Configure guardrails
EARLY ACCESSGuardrails detect harmful content in end user messages and control how the agent responds. They are part of the agent configuration.
For broader behavioral planning, see Plan behavioral guidelines.
Filter settings
Each guardrail has three settings:
- Category
- Severity
- Mode
Category
Select the type of content to filter:
- Violence - Violent language or threats.
- Hate - Hate speech or discriminatory content.
- Sexual - Explicit or inappropriate sexual content.
- Self harm - Content promoting self-harm.

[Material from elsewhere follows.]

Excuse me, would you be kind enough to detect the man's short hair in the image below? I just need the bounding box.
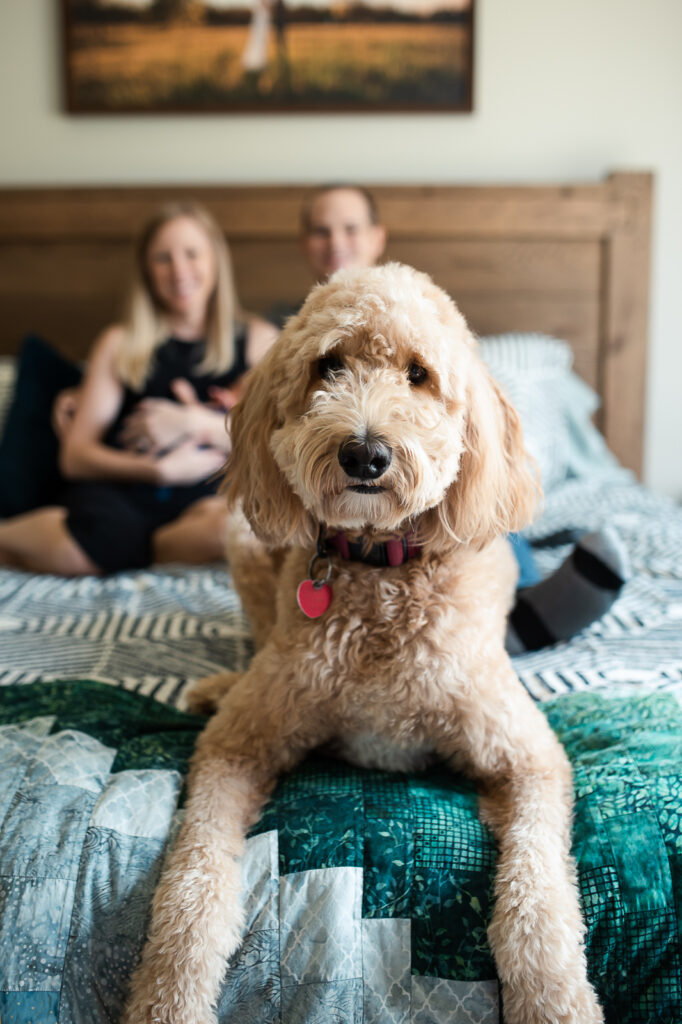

- Jailbreak shield - Attempts to manipulate the agent or bypass safety guidelines.
Severity
How sensitive the filter is:
| Severity | Description |
|---|---|
| Low | Detects mildly inappropriate language. |
| Medium | Detects moderately harmful language. |
| High | Detects only explicitly harmful language. |
Mode
What the agent does when the filter triggers:
| Mode | Description |
|---|---|
| Annotate | Allows the message through; logs the filter match in analytics. |
| Block | Blocks the message; logs the filter match in analytics. |
| Off | Disables the filter for this category. |
The Jailbreak shield category does not use severity levels. It detects attempts by end users to manipulate the AI agent, such as exploiting flaws, bypassing safety guidelines, or overriding predefined instructions.
To configure guardrails, open the Guardrails section in your agent configuration and set the Category, Mode, and Severity (where applicable) for each filter.